Though a baseball hat is great for fishing because the bill shades your eyes from sunlight and glare, it won’t keep your head warm in cold weather. A winter hat designed to cover your ears will retain heat and keep you warm. In very cold or wintry conditions, consider wearing a hood or balaclava that will protect most of your head but allow you to see and breathe comfortably.

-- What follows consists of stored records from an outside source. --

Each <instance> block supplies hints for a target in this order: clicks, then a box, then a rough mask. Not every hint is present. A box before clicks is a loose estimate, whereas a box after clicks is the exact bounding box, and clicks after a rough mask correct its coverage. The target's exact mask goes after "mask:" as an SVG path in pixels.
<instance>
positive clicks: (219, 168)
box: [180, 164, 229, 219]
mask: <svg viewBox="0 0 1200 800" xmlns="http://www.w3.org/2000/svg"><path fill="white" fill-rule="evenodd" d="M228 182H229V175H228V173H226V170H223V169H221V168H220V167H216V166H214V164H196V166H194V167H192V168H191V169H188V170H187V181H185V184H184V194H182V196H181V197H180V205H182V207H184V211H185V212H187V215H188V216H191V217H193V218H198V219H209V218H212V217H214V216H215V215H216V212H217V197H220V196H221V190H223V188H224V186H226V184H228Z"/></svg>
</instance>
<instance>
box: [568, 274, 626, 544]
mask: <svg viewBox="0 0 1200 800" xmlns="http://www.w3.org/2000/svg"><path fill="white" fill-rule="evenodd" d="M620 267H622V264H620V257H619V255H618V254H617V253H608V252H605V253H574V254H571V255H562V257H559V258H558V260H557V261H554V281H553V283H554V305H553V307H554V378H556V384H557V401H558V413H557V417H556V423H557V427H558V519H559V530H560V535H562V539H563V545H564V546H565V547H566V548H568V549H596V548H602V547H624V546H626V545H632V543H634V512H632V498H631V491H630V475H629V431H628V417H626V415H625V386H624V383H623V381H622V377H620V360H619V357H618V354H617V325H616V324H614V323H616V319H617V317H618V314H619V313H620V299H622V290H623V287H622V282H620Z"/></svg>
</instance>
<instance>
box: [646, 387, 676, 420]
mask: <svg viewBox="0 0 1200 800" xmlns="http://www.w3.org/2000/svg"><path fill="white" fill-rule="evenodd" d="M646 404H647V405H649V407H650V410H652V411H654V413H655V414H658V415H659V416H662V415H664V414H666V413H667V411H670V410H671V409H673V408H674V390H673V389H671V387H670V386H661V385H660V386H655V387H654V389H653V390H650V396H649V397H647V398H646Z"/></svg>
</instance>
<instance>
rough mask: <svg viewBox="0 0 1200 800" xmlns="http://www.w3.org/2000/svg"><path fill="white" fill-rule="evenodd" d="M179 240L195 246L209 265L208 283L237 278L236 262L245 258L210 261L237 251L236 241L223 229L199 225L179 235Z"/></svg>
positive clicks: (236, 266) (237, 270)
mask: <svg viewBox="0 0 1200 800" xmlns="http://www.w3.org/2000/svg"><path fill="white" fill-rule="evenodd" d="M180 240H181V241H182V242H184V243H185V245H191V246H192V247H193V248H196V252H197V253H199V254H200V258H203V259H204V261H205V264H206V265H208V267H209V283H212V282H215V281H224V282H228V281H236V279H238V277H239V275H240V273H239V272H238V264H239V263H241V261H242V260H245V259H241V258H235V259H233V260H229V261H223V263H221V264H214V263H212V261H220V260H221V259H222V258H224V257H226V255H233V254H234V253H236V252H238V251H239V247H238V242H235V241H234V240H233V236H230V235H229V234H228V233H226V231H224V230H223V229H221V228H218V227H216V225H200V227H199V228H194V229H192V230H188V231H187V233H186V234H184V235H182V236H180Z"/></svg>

Gloves are an important consideration because you need to keep your fingers warm but also have the freedom to work the rod and reel, tie knots, and handle fish. Look for a pair of fingerless gloves, preferably with a reinforced palm and a fold-over mitten top. The gloves are cut at the fingers mid-knuckle, and the fingertips are open. Should your fingers get cold, flip the mitten top over them to warm up. Or opt for a pair of solid neoprene gloves that allow for some dexterity yet protect your hand as a wetsuit would a diver.
Clothes for Warm-Weather Fishing
For warm-weather fishing, your clothes should be lightweight and breathable but also provide sun protection. Look for items with a high UPF (ultraviolet protection factor) rating—similar to the SPF rating for suntan lotion. The higher an item’s UPF rating, the more ultraviolet rays it will block.
It might seem counterintuitive to wear a long-sleeved shirt during hot weather, but many clothing manufacturers make fishing shirts designed to keep you cool while offering sun protection. Look for polyester “microfiber” shirts that are breathable and dry quickly. Many have sleeves designed to roll up comfortably above the elbow, collars that turn up to protect your neck, and mesh vents sewn in along the back and underarm areas. Another option is buying a microfiber performance T-shirt, which usually lacks pockets, vents, and neck protection but does have high UPF ratings.
Shorts and Pants
Breathable materials that dry quickly are again the way to go for warm weather attire. For shorts, pick a cotton/nylon blend with several pockets to stow away small fishing gear items. Make sure the shorts or pants have sturdy zippers and buttons that will not be damaged by water exposure. Safari or “zip-off” pants, which have legs that zip off at the knee and convert to shorts, are another way to go.
A regular baseball hat is all you typically need. The bill shields your face from sunlight and deflects glare. A visor also works well. If you need additional protection, there are hats made specifically for fishing that have sun flaps to cover your ears and neck.